Olhando para as famílias mais abastadas, relembro que todas tinham um ar sofrido, ainda que algumas mostrassem serenidade. Era como se tivessem passado um período traumatizante, que de certo modo passaram mesmo, se tivermos em conta a 2ª Guerra Mundial, com todas as suas consequências, nomeadamente o racionamento de víveres. Não sei se esse grande conflito bélico pode ou não explicar a grande tristeza das pessoas da época e que, através dos genes, naturalmente passaram para os vindouros. Mas, não era só isso, quase todas tinham um ar somítico. Lembro-me de uma família abastada, sem filhos, em que a mulher, já então viúva e septuagenária, bebia o leite azedo e comia todos os restos que tivessem sobrado de outras refeições. Tudo estaria bem se ela não quisesse obrigar os empregados a seguirem-lhe o (mau) exemplo. Quando morreu, há menos de vinte anos, deixou aos sobrinhos quase vinte mil contos (100mil euros) e várias dezenas de propriedades. E agora um facto relevante. Depois da sua morte foram encontradas notas do Banco de Portugal escondidas que já tinham passado de validade. Foram cerca de quinze mil euros. Explicaria a guerra este comportamento? Penso que não. Era a estupidez simples no seu maior grau de pureza.
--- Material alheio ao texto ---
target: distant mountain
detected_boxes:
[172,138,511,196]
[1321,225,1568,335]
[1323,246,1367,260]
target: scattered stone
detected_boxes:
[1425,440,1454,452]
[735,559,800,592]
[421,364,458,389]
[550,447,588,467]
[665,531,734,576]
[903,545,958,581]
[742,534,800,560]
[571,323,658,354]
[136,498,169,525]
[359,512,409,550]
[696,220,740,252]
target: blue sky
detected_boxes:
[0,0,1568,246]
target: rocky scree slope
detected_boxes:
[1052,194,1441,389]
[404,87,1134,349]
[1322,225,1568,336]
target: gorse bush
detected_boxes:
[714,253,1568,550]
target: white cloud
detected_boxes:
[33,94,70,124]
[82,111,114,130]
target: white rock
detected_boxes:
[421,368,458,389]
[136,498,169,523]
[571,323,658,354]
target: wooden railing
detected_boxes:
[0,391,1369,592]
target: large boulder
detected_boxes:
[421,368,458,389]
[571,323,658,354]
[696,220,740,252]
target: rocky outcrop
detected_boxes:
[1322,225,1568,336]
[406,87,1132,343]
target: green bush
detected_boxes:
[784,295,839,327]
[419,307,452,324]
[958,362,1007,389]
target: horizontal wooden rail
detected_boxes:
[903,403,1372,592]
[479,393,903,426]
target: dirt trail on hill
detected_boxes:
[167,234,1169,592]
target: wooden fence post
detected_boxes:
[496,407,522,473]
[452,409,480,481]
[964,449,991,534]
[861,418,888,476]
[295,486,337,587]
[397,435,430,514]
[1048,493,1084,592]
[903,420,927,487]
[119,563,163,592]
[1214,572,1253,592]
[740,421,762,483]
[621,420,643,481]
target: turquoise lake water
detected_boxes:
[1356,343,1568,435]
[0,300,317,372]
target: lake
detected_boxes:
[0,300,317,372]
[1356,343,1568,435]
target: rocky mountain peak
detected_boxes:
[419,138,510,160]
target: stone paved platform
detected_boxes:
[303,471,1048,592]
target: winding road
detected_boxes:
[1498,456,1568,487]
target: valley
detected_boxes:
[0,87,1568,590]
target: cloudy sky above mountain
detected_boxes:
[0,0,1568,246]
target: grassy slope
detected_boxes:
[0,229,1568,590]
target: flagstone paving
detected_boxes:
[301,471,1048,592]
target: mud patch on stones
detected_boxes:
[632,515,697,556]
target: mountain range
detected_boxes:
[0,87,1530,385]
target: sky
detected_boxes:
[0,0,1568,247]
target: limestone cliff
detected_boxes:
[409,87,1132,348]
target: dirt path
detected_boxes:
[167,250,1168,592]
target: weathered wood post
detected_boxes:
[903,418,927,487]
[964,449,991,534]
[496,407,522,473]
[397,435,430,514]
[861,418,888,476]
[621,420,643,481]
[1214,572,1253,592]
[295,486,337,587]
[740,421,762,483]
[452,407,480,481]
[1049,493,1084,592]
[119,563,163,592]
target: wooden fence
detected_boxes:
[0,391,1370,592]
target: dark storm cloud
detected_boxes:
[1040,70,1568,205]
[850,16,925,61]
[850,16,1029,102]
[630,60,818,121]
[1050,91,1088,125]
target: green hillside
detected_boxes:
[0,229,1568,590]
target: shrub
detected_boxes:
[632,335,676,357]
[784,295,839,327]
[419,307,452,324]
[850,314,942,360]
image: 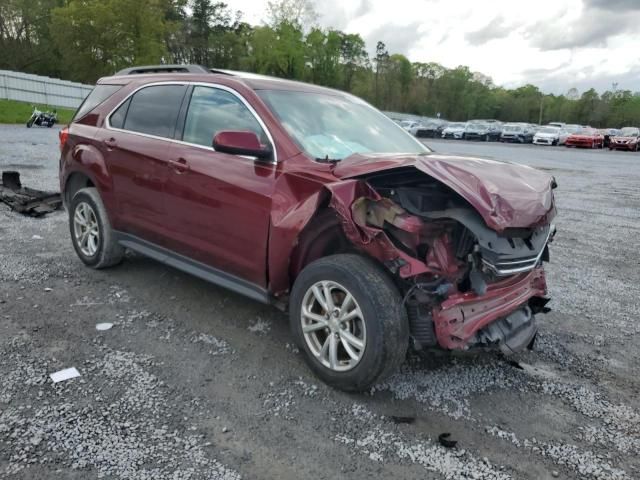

Lembro-me também que as pessoas da minha aldeia nunca foram muito solidárias. Talvez a rigidez do rosto, pelas dificuldades da vida, expliquem ou não a falta de comparticipação e ajuda social entre os seus membros.
Já o disse antes, o povo de Barrô nunca foi muito religioso, embora esta carência de “religare” não implique necessariamente a falta de sensibilidade social. Uma pessoa pode ser boa sem frequentar a religião. A bondade como sentimento puro, é uma emoção imanente que vem de dentro para fora. Já a bondade “imposta” pela religião, pelo temor a Deus, é de fora para dentro, é aquela “caridadezinha” calculista que torna o homem num fraco, como falava Nietzsche.